The execution up front led to big nights for Georgia Tech’s ball-handlers against Virginia Tech, and big smiles from them thinking about it this week.
“The offensive line was aggressive. Everybody was aggressive,” said B-back Jerry Howard (above), who ran for 76 yards on 12 carries with a touchdown vs. VT. “I think we had like 98 defenders on the ground. I was like, ‘Wow!’”
“It was great. The offensive line dominated the line of scrimmage. They got push every play,” said Oliver, who ran for 215 yaards on 40 attempts with three scores. “A lot of people were saying, ‘Oh, they only had one pass attempt.’ We also had a lot of third-and-ones and second-and-ones. We didn’t really have a lot of pass scenarios because the offensive line just dominated.”
Knocking down defenders — especially the linebackers — will be a priority for the Jackets this Saturday.
“They’re experienced up front when they have all their guys. I think that they’ve got a lot of good athletes that can run, they’ve had a lot of success putting pressure on quarterbacks when you throw the ball,” said Johnson. “We’ve had a hard time getting on their linebackers the last couple of years when we played. They’ve kept them pretty clean.”
Marshall is determined to end the two-game losing streak at Chapel Hill. He sees an opportunity to get a third-straight win on the road — another noisy subject they’ve put to bed — and get their final third of the season off on the right foot.
“It’s a great opportunity for us to get to five and get closer to being bowl-eligible,” he said. “So it’s a really big game for us and we’re really focused on this one and this one only. So our goal this week is to go 1-0 and everybody will be locked in and ready to go on Saturday.”
“Certainly, the last four games are going to be tough games,” said Johnson. “But, as I’ve said all along, outside of Clemson, everybody in our league is pretty close.
“We’ve got a lot to play for,” he added. “We’re still alive in the conference, you’re trying to get bowl-eligible, there’s a ton to play for. If you’re competitive, you get another chance to play. So there’s a lot to play for.”

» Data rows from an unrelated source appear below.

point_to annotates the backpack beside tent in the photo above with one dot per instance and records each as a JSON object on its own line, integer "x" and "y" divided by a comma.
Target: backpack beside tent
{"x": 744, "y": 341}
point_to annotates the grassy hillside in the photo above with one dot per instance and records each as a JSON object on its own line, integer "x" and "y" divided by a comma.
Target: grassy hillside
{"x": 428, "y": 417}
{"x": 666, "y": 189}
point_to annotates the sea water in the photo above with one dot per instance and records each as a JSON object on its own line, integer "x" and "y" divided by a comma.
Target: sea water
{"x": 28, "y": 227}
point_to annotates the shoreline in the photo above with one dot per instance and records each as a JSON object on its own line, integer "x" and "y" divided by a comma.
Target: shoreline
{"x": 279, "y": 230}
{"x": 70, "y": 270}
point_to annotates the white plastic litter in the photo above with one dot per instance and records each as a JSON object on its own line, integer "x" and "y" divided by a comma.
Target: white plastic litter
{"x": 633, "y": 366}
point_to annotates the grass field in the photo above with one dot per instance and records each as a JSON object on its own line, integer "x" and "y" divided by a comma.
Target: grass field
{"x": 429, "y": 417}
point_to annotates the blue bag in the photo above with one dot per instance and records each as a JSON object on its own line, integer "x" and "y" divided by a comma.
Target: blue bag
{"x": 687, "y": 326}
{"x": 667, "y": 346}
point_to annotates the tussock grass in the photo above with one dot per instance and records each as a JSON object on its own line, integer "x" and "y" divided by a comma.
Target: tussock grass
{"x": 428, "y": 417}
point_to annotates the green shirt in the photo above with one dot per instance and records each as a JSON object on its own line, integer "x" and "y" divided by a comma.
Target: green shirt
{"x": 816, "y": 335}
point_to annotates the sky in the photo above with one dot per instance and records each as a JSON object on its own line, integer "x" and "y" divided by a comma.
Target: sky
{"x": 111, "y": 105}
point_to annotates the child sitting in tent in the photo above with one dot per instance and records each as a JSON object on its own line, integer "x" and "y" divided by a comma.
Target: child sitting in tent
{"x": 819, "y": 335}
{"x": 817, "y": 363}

Johnson’s even filtered out the noise of possible trick plays being pulled out by North Carolina head coach Larry Fedora.
“You’ve got to be ready to play,” he said. “There’s a lot of people who throw flea-flickers and backward passes and double-passes and those kinds of things. We usually carry some of that ourselves. We just haven’t run it much. I don’t think they’re going to beat us with trick plays. I’m sure that if you ask Larry, he’d tell you if they’re going to beat us, he’s going to beat us executing their offense and their defense.”